12 February 2021
Simon is chair of Rights in Russia but writes these comments in a personal capacity and they may not necessarily represent the views of the organisation
This week, on 10 February 2021, 85 human rights organisations, including Amnesty International and Human Rights Watch, issued a statement calling on the United Nations Human Rights Council to ‘respond robustly to the recent crackdown by the Russian authorities on independent civil society and dissenting voices in the country.’ The statement said the ‘Russian authorities are systematically using the tools of the state to arbitrarily deprive citizens of liberty and curtail the exercise of the freedoms of expression, peaceful assembly, and association.’ Meanwhile, the Observatory for the Protection of Human Rights Defenders, a partnership of the World Organisation Against Torture (OMCT) and FIDH, issued a call for urgent intervention in the case of seven members of the Committee Against Torture who had been victims of arbitrary arrest and judicial harassment while acting as observers of the peaceful protests. On 9 February, in a Joint Statement, eight leading human rights organisations expressed grave concern about the fates of two men abducted from Nizhny Novgorod and taken to Chechnya by FSB operatives and whose plight had been highlighted by the Russian LGBT Network. On 10 February Aleksandr Ivshin, a 63-year-old Jehovah’s Witness, was sentenced to seven and a half years in prison by a court in Krasnodar region. Human Rights Watch called attention to the case of Mikhail Iosilevich, the first person remanded in custody on charges of violating the law on ‘undesirable’ foreign organisations. Anastasiya Shevchenko, the first person to be charged with a criminal offence under this law, may face a prison term of up to five years if found guilty at the conclusion of her trial next week. The European Court of Human Rights found a violation of Article 2 of the European Convention on Human Rights [the right to life] in the case of Sergei Laptev who died in police custody in Mari El in 2011. Thirty-eight years ago this week, on 8 February 1983, the World Psychiatric Association received a letter from the Soviet All-Union Society of Neurologists and Psychiatrists resigning from the Association.

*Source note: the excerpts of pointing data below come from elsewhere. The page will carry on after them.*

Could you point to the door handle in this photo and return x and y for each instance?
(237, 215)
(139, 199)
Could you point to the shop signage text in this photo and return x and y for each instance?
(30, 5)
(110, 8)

This week, as human rights organisations appealed to the United Nations over the current crackdown, a series of events illustrated the impact of the deteriorating human rights situation in Russia on individual lives: impartial observers of the peaceful protests were victims of arbitrary arrest and judicial harassment; the repressive law on ‘undesirable’ foreign organisations is being used to criminalise what should be legal civic activities; the impunity of law enforcement agencies is rarely challenged; in Chechnya what amounts to a reign of terror against LGBT people pertains; and individuals face severe criminal penalities for exercising freedom of conscience. The thirty-eighth anniversary that fell this week of the Soviet Union’s departure from the World Psychiatric Association gives great poignancy to a recent remark by Vyacheslav Bakhmin, one of the leading activists who exposed the abuses of Soviet punitive psychiatry, that Russia nowadays is not the Soviet Union, but is in some respects worse.